Dopo la richiesta di intervento della Consulta, la Corte di giustizia europea ha bocciato la legge di Bilancio per il 2015 del governo Renzi che ha subordinato il versamento degli assegni di maternità e natalità a cittadini di paesi terzi alla condizione che siano soggiornanti di lungo periodo. In altre parole alla condizione che siano da almeno 5 anni in Italia.
Peccato che per i giudici del Lussemburgo la pensino diversamente. Dopo la sentenza, infatti, l’Inps dovrà pagare tali assegni a chiunque abbia un permesso di lavoro. A interpellare la Corte Ue era stata la Corte Costituzionale italiana evidenziando come il “divieto di discriminazioni arbitrarie e la tutela della maternità e dell’infanzia, salvaguardati dalla Costituzione italiana negli articoli 3 e 31″, dovesse essere interpretato “anche alla luce delle indicazioni vincolanti offerte dal diritto dell’Unione Europea”. Tesi, questa, che è stata pienamente accolta dai giudici del Lussemburgo.
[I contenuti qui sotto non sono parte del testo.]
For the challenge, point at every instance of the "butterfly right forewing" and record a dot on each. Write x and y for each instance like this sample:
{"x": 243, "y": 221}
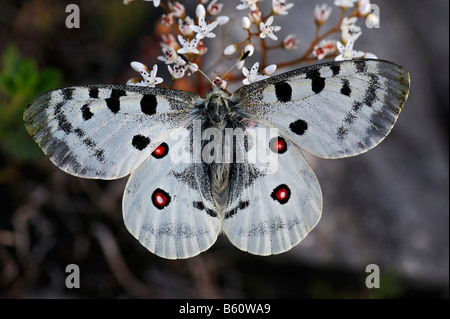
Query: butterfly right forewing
{"x": 331, "y": 110}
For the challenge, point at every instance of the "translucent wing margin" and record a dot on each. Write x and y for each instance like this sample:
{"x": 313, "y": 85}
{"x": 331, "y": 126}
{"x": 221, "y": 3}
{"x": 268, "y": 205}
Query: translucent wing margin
{"x": 275, "y": 203}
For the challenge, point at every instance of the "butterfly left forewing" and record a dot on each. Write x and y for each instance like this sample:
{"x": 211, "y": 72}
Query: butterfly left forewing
{"x": 332, "y": 110}
{"x": 104, "y": 131}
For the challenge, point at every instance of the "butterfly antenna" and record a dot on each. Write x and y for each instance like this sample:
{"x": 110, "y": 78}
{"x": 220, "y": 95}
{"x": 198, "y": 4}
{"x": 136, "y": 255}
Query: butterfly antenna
{"x": 239, "y": 61}
{"x": 192, "y": 64}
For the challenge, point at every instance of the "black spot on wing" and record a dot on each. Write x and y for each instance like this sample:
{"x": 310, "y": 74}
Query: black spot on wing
{"x": 350, "y": 118}
{"x": 299, "y": 127}
{"x": 361, "y": 66}
{"x": 357, "y": 105}
{"x": 93, "y": 92}
{"x": 86, "y": 112}
{"x": 341, "y": 133}
{"x": 140, "y": 142}
{"x": 148, "y": 104}
{"x": 100, "y": 154}
{"x": 346, "y": 90}
{"x": 201, "y": 206}
{"x": 113, "y": 102}
{"x": 79, "y": 132}
{"x": 283, "y": 91}
{"x": 67, "y": 93}
{"x": 281, "y": 194}
{"x": 317, "y": 82}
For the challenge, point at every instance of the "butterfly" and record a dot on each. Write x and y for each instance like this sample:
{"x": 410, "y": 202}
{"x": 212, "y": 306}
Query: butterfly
{"x": 189, "y": 182}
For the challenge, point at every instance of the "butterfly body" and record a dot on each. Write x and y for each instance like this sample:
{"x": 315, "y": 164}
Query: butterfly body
{"x": 228, "y": 164}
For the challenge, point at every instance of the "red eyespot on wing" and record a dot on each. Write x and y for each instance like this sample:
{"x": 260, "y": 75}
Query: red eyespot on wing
{"x": 160, "y": 198}
{"x": 161, "y": 151}
{"x": 281, "y": 194}
{"x": 278, "y": 145}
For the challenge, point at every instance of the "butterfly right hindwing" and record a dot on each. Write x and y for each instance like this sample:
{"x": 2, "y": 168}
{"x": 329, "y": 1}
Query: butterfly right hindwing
{"x": 276, "y": 202}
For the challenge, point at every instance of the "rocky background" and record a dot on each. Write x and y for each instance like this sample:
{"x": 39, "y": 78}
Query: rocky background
{"x": 389, "y": 206}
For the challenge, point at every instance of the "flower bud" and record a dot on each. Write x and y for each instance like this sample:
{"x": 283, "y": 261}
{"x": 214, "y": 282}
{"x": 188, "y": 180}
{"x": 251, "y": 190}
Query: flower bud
{"x": 230, "y": 49}
{"x": 246, "y": 23}
{"x": 249, "y": 47}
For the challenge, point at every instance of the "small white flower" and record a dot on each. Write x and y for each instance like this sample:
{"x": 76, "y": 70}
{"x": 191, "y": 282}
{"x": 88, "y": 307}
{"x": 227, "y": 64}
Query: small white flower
{"x": 185, "y": 26}
{"x": 324, "y": 48}
{"x": 246, "y": 23}
{"x": 347, "y": 52}
{"x": 250, "y": 48}
{"x": 247, "y": 4}
{"x": 177, "y": 71}
{"x": 214, "y": 8}
{"x": 280, "y": 6}
{"x": 203, "y": 29}
{"x": 200, "y": 11}
{"x": 344, "y": 3}
{"x": 268, "y": 70}
{"x": 369, "y": 55}
{"x": 188, "y": 46}
{"x": 349, "y": 29}
{"x": 364, "y": 7}
{"x": 267, "y": 30}
{"x": 221, "y": 20}
{"x": 167, "y": 19}
{"x": 252, "y": 75}
{"x": 230, "y": 49}
{"x": 177, "y": 9}
{"x": 322, "y": 13}
{"x": 373, "y": 19}
{"x": 255, "y": 15}
{"x": 169, "y": 41}
{"x": 155, "y": 2}
{"x": 220, "y": 83}
{"x": 149, "y": 79}
{"x": 290, "y": 42}
{"x": 169, "y": 55}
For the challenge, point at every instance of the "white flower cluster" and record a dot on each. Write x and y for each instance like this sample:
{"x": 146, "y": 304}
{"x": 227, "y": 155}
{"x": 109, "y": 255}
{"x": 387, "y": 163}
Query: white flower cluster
{"x": 349, "y": 31}
{"x": 182, "y": 49}
{"x": 191, "y": 35}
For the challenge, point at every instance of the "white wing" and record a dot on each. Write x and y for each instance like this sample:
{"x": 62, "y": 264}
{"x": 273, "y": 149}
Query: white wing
{"x": 104, "y": 131}
{"x": 332, "y": 110}
{"x": 274, "y": 205}
{"x": 167, "y": 204}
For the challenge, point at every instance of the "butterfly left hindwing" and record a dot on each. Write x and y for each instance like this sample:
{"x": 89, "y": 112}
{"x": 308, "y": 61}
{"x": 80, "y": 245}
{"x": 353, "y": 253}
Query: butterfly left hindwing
{"x": 167, "y": 204}
{"x": 277, "y": 202}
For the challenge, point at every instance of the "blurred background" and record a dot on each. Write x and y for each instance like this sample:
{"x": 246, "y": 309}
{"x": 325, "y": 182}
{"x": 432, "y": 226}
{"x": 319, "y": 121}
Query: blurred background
{"x": 388, "y": 207}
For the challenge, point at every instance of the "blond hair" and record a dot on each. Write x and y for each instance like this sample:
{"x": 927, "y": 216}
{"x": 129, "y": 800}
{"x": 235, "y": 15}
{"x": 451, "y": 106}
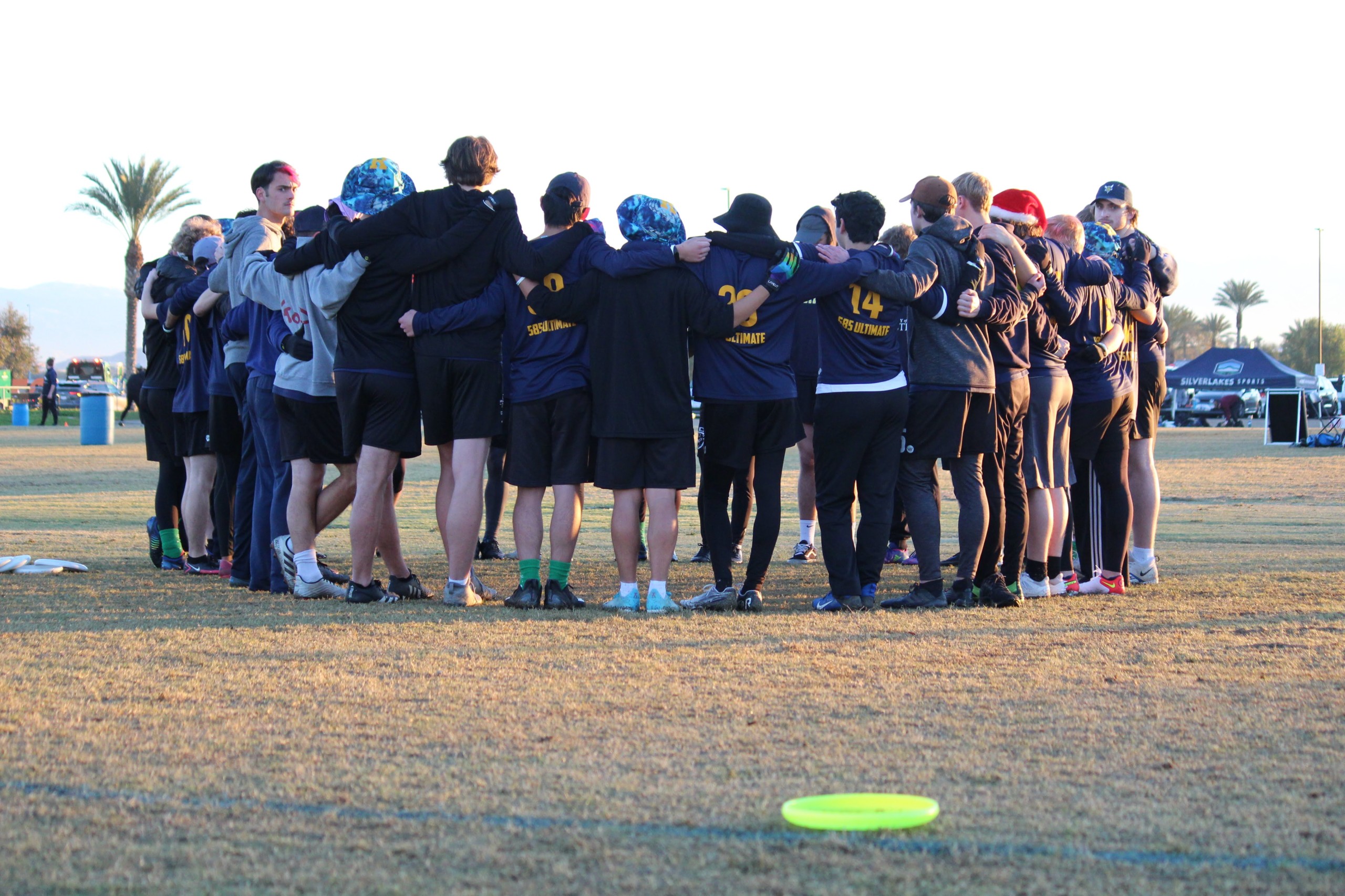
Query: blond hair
{"x": 193, "y": 229}
{"x": 1067, "y": 231}
{"x": 976, "y": 189}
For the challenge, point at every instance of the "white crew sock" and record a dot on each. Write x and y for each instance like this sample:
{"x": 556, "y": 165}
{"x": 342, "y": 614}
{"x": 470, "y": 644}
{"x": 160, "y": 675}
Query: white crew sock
{"x": 306, "y": 563}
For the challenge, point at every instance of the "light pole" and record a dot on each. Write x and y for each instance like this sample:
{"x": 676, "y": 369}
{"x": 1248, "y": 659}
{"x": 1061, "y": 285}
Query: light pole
{"x": 1320, "y": 360}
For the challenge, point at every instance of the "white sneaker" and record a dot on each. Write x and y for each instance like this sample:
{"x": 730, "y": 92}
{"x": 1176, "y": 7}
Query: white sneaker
{"x": 1144, "y": 575}
{"x": 1099, "y": 586}
{"x": 1029, "y": 587}
{"x": 462, "y": 595}
{"x": 659, "y": 603}
{"x": 318, "y": 590}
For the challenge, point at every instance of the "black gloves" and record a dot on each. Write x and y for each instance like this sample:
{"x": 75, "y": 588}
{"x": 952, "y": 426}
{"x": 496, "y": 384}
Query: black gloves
{"x": 501, "y": 201}
{"x": 1090, "y": 354}
{"x": 296, "y": 346}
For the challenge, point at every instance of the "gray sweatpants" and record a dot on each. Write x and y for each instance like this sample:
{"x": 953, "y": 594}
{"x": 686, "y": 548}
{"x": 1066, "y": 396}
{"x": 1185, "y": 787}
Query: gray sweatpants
{"x": 920, "y": 492}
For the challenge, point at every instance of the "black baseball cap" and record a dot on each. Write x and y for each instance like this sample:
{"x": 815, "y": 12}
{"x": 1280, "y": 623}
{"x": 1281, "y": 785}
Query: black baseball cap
{"x": 750, "y": 214}
{"x": 573, "y": 185}
{"x": 1115, "y": 192}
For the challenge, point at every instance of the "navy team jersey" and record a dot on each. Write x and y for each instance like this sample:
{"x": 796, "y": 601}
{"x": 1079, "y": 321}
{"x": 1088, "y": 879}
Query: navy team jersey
{"x": 753, "y": 363}
{"x": 861, "y": 336}
{"x": 545, "y": 357}
{"x": 194, "y": 346}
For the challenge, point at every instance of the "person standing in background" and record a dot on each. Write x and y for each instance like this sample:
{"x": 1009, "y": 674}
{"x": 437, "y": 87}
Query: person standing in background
{"x": 49, "y": 394}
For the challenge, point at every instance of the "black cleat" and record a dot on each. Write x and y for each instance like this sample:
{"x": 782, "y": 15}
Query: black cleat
{"x": 560, "y": 598}
{"x": 995, "y": 592}
{"x": 157, "y": 549}
{"x": 750, "y": 602}
{"x": 332, "y": 575}
{"x": 408, "y": 588}
{"x": 962, "y": 593}
{"x": 370, "y": 593}
{"x": 489, "y": 549}
{"x": 526, "y": 597}
{"x": 922, "y": 597}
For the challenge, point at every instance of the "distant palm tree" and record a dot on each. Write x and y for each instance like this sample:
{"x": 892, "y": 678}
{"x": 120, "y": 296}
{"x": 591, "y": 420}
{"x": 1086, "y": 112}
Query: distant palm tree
{"x": 1239, "y": 295}
{"x": 135, "y": 197}
{"x": 1216, "y": 326}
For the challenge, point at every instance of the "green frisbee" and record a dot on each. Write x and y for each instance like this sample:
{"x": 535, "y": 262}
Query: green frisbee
{"x": 860, "y": 811}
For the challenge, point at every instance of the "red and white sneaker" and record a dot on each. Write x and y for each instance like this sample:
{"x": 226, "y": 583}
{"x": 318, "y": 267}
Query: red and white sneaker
{"x": 1102, "y": 586}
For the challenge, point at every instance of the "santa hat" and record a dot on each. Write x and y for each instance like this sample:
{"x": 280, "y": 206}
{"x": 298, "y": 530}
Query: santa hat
{"x": 1020, "y": 206}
Per questo nella sentenza, in base alla direttiva 2011/98, la Corte europea conferma il diritto dei cittadini di paesi terzi titolari di un permesso unico di beneficiare di un assegno di natalità e di maternità. Ciò perché tali benefici “rientrano nei settori della sicurezza sociale” per i quali i cittadini di paesi terzi possono godere “del diritto alla parità di trattamento previsto da detta direttiva”. Non solo. A decretare la bocciatura c’è però anche un ulteriore motivo. L’Italia, infatti, “non si è avvalsa della facoltà offerta dalla direttiva agli Stati membri di limitare la parità di trattamento” ai cittadini di paesi terzi titolari di un permesso di lavoro.